Known for their incredible herding skills, Australian Shepherds are bundles of energy, marked by their intelligence and agility. Their prowess in obedience and agility competitions is a testament to their spirited nature and quick learning abilities.

The Birth of the Australian Shepherd German Shepherd Mix

The convergence of these two distinguished breeds likely happened in the late 20th century, born from a desire to blend the best traits of both. This mix represents more than just a physical combination; it’s a fusion of rich histories and distinct legacies.

The first time I encountered this mix, I was captivated by their impressive presence and the harmonious blend of the shepherding spirit with a strong protective instinct.

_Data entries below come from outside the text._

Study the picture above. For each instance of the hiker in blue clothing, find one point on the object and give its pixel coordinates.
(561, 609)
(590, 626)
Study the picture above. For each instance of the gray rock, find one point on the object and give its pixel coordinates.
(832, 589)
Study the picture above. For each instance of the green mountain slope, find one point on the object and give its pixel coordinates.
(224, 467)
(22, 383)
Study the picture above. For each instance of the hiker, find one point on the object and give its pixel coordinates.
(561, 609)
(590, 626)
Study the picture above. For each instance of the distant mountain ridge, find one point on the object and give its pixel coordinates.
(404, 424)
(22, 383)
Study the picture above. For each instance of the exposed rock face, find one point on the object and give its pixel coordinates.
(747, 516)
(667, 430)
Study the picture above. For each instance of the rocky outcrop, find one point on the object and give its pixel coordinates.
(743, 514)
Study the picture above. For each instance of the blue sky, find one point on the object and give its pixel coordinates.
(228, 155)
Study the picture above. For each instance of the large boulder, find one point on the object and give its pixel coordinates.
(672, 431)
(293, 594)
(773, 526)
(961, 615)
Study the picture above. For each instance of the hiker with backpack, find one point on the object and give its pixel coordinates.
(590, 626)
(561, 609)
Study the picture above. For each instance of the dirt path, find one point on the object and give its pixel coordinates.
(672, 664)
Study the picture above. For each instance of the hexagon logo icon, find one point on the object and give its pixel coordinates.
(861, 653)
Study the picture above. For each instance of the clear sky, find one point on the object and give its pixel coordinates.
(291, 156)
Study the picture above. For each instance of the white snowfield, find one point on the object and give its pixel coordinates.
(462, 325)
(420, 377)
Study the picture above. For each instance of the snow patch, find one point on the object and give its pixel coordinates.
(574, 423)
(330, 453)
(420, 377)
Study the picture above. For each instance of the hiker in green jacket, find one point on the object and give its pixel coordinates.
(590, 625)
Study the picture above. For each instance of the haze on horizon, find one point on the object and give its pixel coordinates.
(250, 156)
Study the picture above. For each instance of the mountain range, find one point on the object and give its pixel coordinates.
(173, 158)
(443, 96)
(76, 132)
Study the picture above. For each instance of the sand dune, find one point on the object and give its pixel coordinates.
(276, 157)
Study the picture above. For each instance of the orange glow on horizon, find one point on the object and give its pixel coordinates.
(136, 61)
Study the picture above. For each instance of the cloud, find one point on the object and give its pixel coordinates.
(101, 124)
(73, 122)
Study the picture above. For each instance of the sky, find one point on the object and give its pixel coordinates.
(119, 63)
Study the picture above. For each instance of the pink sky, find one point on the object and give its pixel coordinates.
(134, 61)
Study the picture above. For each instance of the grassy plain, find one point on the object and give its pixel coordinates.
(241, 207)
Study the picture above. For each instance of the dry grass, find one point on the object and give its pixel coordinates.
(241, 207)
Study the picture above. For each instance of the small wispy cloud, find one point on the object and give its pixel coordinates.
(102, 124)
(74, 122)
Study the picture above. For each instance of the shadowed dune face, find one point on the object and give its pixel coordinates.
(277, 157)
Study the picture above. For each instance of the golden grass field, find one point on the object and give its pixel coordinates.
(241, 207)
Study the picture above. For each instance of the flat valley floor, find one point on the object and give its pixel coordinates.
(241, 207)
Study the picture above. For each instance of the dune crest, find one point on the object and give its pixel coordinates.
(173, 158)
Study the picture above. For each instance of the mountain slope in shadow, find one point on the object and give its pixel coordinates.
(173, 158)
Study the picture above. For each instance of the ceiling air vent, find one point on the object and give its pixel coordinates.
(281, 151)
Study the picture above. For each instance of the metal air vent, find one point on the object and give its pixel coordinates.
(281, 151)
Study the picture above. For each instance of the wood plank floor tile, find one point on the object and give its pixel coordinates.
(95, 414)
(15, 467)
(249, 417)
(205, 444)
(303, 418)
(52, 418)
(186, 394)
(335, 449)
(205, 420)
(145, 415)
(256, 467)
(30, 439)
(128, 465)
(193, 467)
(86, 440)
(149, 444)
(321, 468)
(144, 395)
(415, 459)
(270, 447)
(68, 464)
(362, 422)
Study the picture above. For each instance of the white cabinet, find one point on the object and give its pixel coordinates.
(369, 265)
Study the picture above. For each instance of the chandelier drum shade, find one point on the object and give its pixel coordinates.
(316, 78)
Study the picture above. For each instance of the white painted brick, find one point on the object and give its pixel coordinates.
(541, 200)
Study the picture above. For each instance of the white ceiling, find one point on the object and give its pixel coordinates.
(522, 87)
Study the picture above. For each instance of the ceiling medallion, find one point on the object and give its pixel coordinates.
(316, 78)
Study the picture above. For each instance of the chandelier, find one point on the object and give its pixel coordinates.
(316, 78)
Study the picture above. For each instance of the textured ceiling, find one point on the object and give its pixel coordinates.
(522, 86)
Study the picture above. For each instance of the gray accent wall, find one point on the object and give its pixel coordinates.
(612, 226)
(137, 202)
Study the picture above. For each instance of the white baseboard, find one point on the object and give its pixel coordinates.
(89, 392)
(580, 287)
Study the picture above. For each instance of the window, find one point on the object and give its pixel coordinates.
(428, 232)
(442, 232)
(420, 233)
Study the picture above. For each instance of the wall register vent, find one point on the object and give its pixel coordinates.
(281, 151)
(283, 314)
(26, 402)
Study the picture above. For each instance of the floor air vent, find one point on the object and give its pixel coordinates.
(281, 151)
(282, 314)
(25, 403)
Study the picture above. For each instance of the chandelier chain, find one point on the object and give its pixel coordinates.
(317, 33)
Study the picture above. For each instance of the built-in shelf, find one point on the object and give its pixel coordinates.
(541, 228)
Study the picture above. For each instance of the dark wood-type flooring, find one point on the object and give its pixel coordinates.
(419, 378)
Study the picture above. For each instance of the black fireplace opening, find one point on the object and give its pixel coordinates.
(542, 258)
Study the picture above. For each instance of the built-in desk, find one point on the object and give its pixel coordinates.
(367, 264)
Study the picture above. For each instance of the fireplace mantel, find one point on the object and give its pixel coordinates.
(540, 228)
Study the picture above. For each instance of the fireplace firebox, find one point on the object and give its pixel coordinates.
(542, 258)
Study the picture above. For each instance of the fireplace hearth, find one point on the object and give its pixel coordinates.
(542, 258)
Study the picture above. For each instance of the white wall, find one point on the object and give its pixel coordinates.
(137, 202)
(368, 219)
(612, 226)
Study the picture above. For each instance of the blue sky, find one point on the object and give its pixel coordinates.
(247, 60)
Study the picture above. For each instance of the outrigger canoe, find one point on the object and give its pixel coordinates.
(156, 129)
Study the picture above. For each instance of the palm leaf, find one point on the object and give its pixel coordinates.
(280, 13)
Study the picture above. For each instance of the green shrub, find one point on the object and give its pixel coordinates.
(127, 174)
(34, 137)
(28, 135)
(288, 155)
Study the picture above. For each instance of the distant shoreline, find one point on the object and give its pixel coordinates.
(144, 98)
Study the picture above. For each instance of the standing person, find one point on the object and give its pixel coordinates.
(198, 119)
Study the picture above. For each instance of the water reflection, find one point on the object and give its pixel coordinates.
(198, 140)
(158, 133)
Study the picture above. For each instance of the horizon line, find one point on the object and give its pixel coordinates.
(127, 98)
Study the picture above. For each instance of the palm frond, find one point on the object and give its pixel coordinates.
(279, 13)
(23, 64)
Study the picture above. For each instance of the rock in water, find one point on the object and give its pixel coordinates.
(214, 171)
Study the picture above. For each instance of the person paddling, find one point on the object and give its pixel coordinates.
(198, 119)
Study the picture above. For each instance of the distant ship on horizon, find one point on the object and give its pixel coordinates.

Australian German Shepherd Physical Appearance

Australian Shepherd German Shepherd Mix

This breed is a visual treat, blending the best physical traits of its parent breeds. As someone who’s seen many of these mixes, I can tell you, each one is as unique as they are beautiful.

Size, Build, and Height

These dogs typically weigh between 50 to 80 pounds, showcasing a robust and muscular frame that comes from their German Shepherd lineage. Yet, they also possess the agility and leanness that are characteristics of the Australian Shepherd. It’s this blend that makes them incredibly versatile, equally adept at sprinting across a field as they are at lounging by your side.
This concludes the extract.